## Examples: Implementing an ensemble method using `scikit-learn`
Let's implement a basic ensemble method using the `scikit-learn` library. We'll use the dataset provided to predict the `BiodiversityHealthIndex` using both a single model and an ensemble method for comparison. For the ensemble, we'll use a `RandomForestRegressor`, a popular bagging method.

In [1]:
from sklearn.model_selection import train_test_split
import pandas as pd

# Load the dataset
data = pd.read_csv('https://raw.githubusercontent.com/Explore-AI/Public-Data/master/SDG_15_Life_on_Land_Dataset.csv')

# Define features and target
X = data.drop('BiodiversityHealthIndex', axis=1)
y = data['BiodiversityHealthIndex']

# Split the data into training and testing sets
X_train, X_test, y_train, y_test = train_test_split(X, y, test_size=0.2, random_state=42)

 Building individual models

Let's first build a simple decision tree regressor as our weak learner for comparison.

In [2]:
from sklearn.tree import DecisionTreeRegressor
from sklearn.metrics import mean_squared_error

# Initialise and train the decision tree
tree_model = DecisionTreeRegressor(random_state=42, max_depth=3)
tree_model.fit(X_train, y_train)

# Predict and evaluate
tree_predictions = tree_model.predict(X_test)
tree_mse = mean_squared_error(y_test, tree_predictions)
print(f"Decision Tree MSE: {tree_mse}")


Decision Tree MSE: 0.08696874034772016


 Building an ensemble model

Now, let's use the `RandomForestRegressor` as our ensemble method.

In [3]:
from sklearn.ensemble import RandomForestRegressor

# Initialise and train the random forest
forest_model = RandomForestRegressor(n_estimators=100, random_state=42, max_depth=3)
forest_model.fit(X_train, y_train)

# Predict and evaluate
forest_predictions = forest_model.predict(X_test)
forest_mse = mean_squared_error(y_test, forest_predictions)
print(f"Random Forest MSE: {forest_mse}")

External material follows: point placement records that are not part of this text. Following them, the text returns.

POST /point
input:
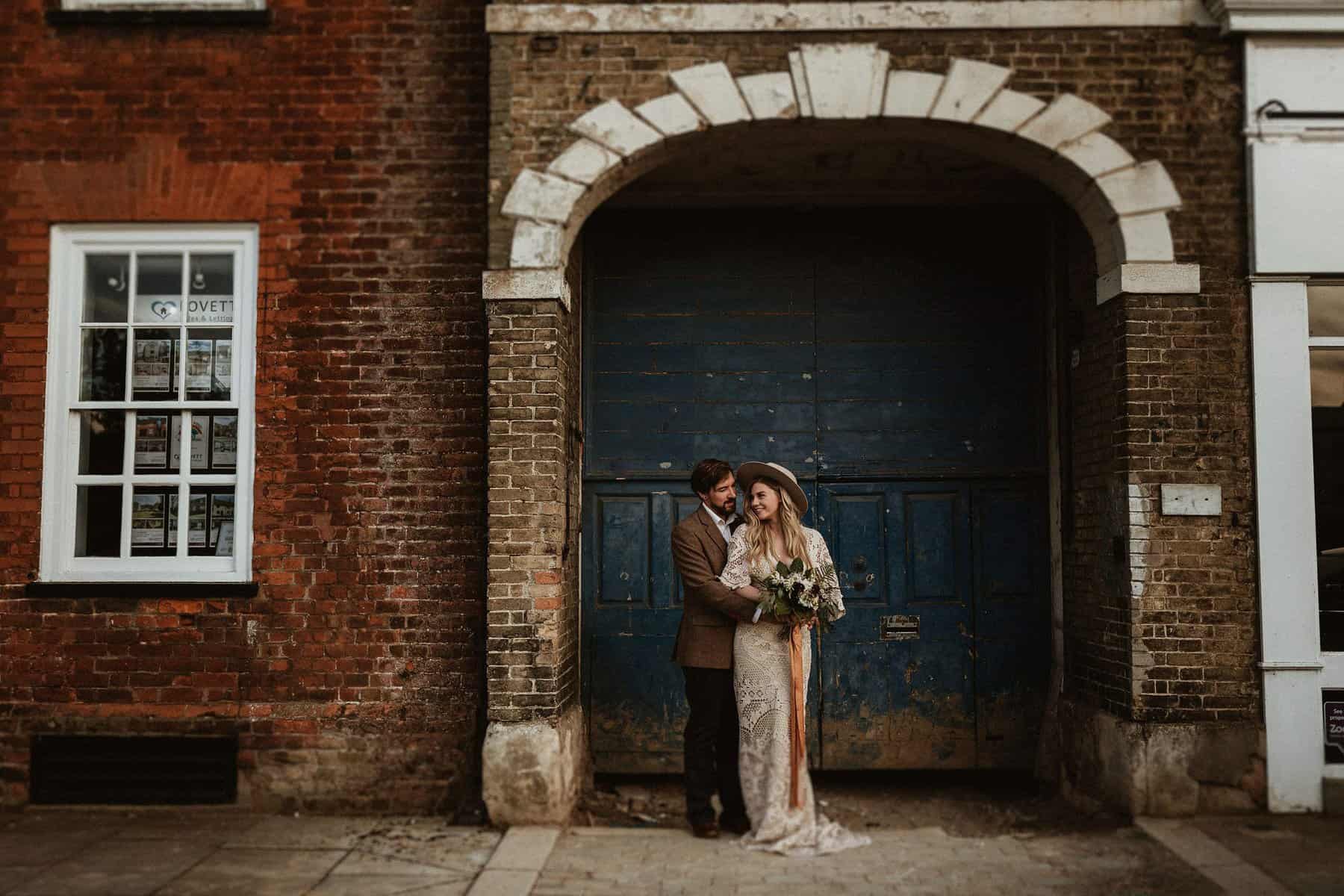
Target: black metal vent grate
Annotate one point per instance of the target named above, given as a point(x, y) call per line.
point(134, 770)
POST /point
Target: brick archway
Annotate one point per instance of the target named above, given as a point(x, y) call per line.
point(535, 751)
point(1121, 200)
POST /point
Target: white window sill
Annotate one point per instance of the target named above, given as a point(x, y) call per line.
point(152, 6)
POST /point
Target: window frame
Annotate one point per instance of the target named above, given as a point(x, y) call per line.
point(70, 243)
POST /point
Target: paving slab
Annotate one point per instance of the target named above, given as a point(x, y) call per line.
point(1301, 852)
point(107, 868)
point(430, 841)
point(255, 872)
point(304, 832)
point(389, 886)
point(925, 860)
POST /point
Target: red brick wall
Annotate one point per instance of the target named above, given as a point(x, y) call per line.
point(354, 134)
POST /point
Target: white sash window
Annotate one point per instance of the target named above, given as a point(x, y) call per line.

Random Forest MSE: 0.0858280816891359


## Conclusion
By comparing the mean squared error (MSE) of the decision tree model with that of the random forest, we can observe the impact of using ensemble methods. Note that we used a `max_depth=3` parameter in both the decision tree and random forest models, to ensure we're seeing the impact of using ensembles. Typically, the random forest (an ensemble method) should outperform the single decision tree due to its ability to reduce overfitting and variance in predictions. Limiting the max_depth parameter prevents overfitting the data, which could lead to individual trees being rather complex and elaborate.